For the following class template, if you want to achieve class assignment, use the assign () function. as follows
template<class T> class MyClass{ private: T value; public: void setValue(T& _value){ value = _value; } void assign(const MyClass<T> &x){ value = x.value; } T getValue(){ return value; } }; int main(void) { MyClass<double> d; MyClass<double> dd; double temp=23.123; d.setValue(temp); dd.assign(d); cout << d.getValue() << endl << dd.getValue() << endl; return 0; }
If two classes T is not the same, then use assign () method assignment
int main(void) { MyClass<double> d; MyClass<int> i; double temp=23.123; d.setValue(temp); i.assign(d); cout << d.getValue() << endl << i.getValue() << endl; return 0; }
Questions are as follows
You can see, assign () function is the desire to target a const MyClass <int> type as an argument, but got a MyClass <double> object.
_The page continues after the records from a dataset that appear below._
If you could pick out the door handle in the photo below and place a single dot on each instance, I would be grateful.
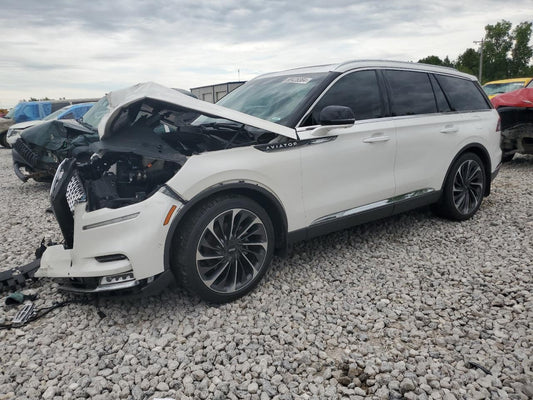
(375, 139)
(449, 129)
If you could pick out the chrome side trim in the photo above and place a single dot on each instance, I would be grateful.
(372, 206)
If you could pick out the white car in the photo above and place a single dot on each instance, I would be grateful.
(209, 192)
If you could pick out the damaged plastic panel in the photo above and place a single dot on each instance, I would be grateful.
(148, 142)
(516, 113)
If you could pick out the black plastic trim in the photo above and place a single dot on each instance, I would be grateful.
(281, 239)
(485, 158)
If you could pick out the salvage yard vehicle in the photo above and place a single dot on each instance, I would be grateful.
(495, 88)
(210, 192)
(31, 111)
(516, 113)
(40, 148)
(74, 111)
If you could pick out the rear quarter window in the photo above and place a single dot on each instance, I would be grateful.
(462, 94)
(410, 93)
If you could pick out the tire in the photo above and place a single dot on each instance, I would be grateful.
(223, 248)
(464, 188)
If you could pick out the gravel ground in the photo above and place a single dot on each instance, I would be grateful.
(410, 307)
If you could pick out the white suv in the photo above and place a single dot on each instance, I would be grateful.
(209, 192)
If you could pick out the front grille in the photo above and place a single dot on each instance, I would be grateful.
(26, 153)
(75, 192)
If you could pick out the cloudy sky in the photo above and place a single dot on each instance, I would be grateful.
(63, 48)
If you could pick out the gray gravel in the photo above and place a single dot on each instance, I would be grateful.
(405, 308)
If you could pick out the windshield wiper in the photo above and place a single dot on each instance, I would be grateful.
(227, 125)
(86, 124)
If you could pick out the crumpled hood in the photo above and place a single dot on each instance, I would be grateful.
(120, 99)
(516, 98)
(26, 124)
(52, 135)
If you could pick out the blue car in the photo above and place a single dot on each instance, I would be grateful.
(31, 111)
(74, 111)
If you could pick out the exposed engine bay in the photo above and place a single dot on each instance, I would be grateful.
(148, 143)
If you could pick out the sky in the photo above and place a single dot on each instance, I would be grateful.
(74, 49)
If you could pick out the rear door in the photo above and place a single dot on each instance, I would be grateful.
(431, 129)
(349, 168)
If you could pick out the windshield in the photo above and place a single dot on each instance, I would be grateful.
(498, 88)
(96, 113)
(271, 98)
(56, 114)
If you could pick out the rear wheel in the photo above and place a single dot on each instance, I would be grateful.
(464, 188)
(223, 248)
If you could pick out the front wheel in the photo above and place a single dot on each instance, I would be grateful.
(3, 140)
(464, 188)
(223, 248)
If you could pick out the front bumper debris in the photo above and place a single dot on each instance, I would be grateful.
(106, 249)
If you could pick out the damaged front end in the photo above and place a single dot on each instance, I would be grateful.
(113, 204)
(40, 149)
(517, 130)
(516, 114)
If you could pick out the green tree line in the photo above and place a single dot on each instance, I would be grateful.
(506, 53)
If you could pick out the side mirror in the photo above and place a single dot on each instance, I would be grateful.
(337, 115)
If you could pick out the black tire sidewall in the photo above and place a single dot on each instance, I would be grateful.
(447, 205)
(191, 236)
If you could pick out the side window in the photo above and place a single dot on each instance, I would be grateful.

Meanwhile MyClass <double> can not be converted into const MyClass <int>, then the compiler will report an error.
We need to redefine what MyClass assign the function, so that the above assignment do the same.
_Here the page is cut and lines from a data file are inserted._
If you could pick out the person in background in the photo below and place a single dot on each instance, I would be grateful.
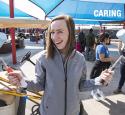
(122, 64)
(103, 61)
(82, 40)
(60, 71)
(90, 42)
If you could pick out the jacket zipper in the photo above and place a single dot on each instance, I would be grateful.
(65, 72)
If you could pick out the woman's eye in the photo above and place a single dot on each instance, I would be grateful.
(60, 31)
(52, 32)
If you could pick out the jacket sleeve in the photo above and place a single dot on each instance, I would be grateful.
(38, 83)
(88, 84)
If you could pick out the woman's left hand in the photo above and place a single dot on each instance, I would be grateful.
(106, 76)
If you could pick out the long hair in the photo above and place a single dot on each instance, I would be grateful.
(71, 40)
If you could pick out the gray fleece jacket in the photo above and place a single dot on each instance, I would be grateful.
(61, 82)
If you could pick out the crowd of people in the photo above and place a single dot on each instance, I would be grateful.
(60, 70)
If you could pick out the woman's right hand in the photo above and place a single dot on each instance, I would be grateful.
(15, 77)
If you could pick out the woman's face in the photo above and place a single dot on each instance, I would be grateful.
(107, 41)
(59, 34)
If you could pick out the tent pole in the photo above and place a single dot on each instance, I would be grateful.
(12, 32)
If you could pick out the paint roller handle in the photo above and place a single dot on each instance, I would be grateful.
(113, 67)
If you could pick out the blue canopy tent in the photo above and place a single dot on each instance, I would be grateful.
(81, 9)
(5, 11)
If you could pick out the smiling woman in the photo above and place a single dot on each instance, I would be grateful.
(60, 71)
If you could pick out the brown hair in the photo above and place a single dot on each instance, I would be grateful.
(71, 41)
(103, 36)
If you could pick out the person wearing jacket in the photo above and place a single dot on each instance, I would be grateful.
(103, 61)
(121, 35)
(60, 71)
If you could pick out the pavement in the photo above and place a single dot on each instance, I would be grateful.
(112, 105)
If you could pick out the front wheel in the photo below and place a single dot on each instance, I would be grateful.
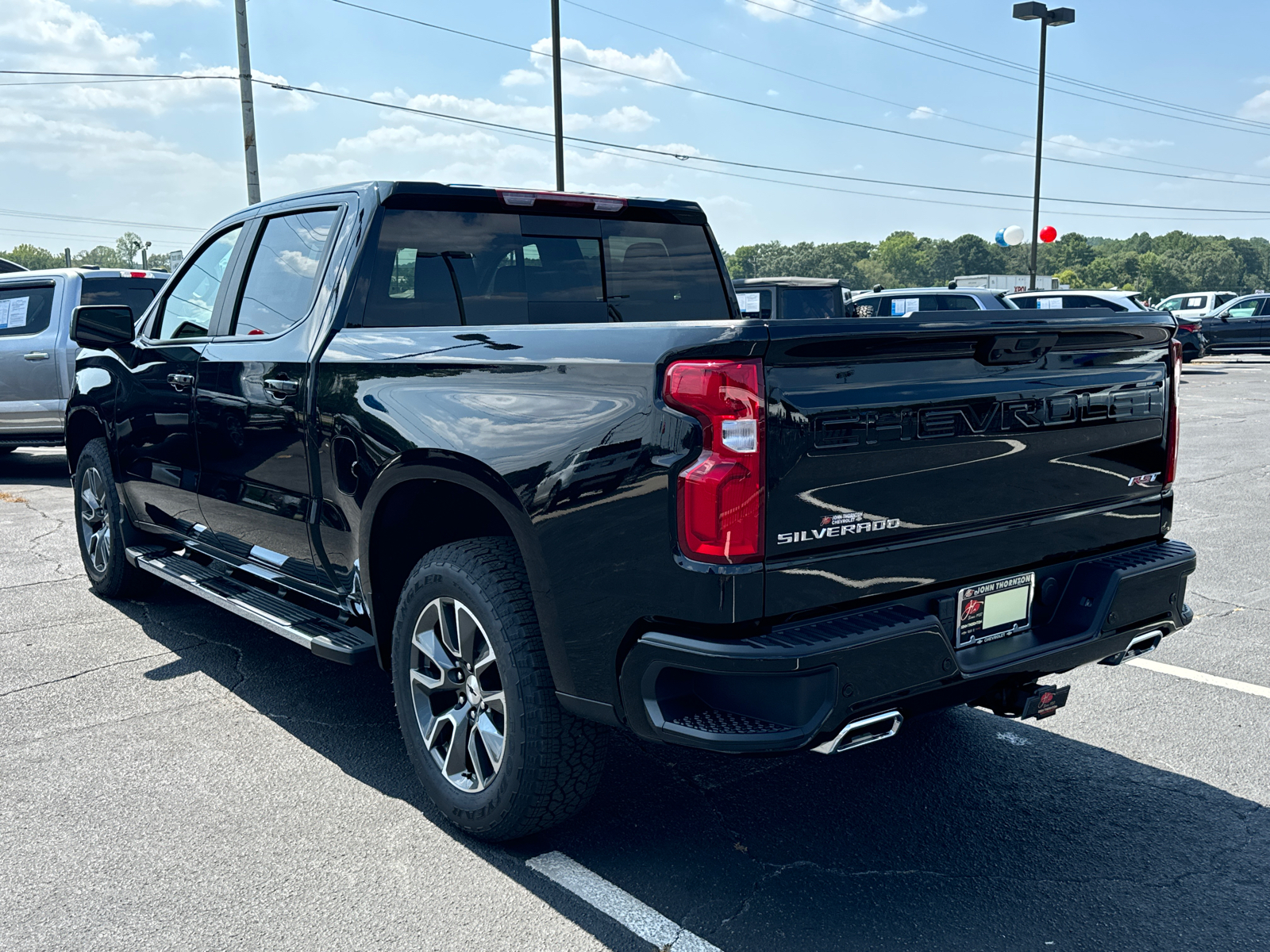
(101, 520)
(475, 700)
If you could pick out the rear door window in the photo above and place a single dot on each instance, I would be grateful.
(25, 310)
(455, 268)
(187, 309)
(283, 273)
(131, 292)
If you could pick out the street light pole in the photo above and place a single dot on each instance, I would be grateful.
(556, 86)
(1048, 18)
(253, 171)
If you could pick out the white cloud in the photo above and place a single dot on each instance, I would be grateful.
(878, 10)
(583, 82)
(1257, 107)
(626, 118)
(873, 10)
(524, 78)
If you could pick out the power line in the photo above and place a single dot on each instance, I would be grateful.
(1003, 75)
(522, 131)
(921, 37)
(891, 102)
(770, 107)
(98, 221)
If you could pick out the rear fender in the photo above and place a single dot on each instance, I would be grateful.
(473, 475)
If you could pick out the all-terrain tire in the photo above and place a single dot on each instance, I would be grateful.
(102, 527)
(552, 762)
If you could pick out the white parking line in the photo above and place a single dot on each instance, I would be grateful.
(619, 904)
(1200, 677)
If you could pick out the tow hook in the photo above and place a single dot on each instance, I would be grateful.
(1037, 701)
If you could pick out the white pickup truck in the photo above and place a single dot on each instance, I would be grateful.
(37, 357)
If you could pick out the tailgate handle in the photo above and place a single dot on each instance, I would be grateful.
(1016, 348)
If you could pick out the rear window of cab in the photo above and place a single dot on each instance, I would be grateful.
(448, 268)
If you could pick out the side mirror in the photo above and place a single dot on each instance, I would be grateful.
(102, 325)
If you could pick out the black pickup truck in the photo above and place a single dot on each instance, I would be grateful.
(522, 450)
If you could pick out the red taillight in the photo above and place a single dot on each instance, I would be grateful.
(721, 497)
(1172, 424)
(581, 200)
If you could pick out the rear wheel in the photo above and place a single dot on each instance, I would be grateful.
(101, 520)
(478, 710)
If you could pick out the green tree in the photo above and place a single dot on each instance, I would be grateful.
(35, 258)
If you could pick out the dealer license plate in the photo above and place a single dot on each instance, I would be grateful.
(994, 609)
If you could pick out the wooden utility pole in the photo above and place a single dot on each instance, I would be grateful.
(559, 98)
(253, 171)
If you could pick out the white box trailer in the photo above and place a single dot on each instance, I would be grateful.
(1005, 282)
Template < class X-> // Add X- void ASSIGN ( const MyClass <X-> & x) {// the assignment x to be defined as another type of X- value = x.getValue (); }
Thus, the above assignment can work.
As long as from X to T assignment can be performed, then this assign function can be performed. In fact, this is to avoid having to assign a function to make parameter T must assign the object belongs to T same.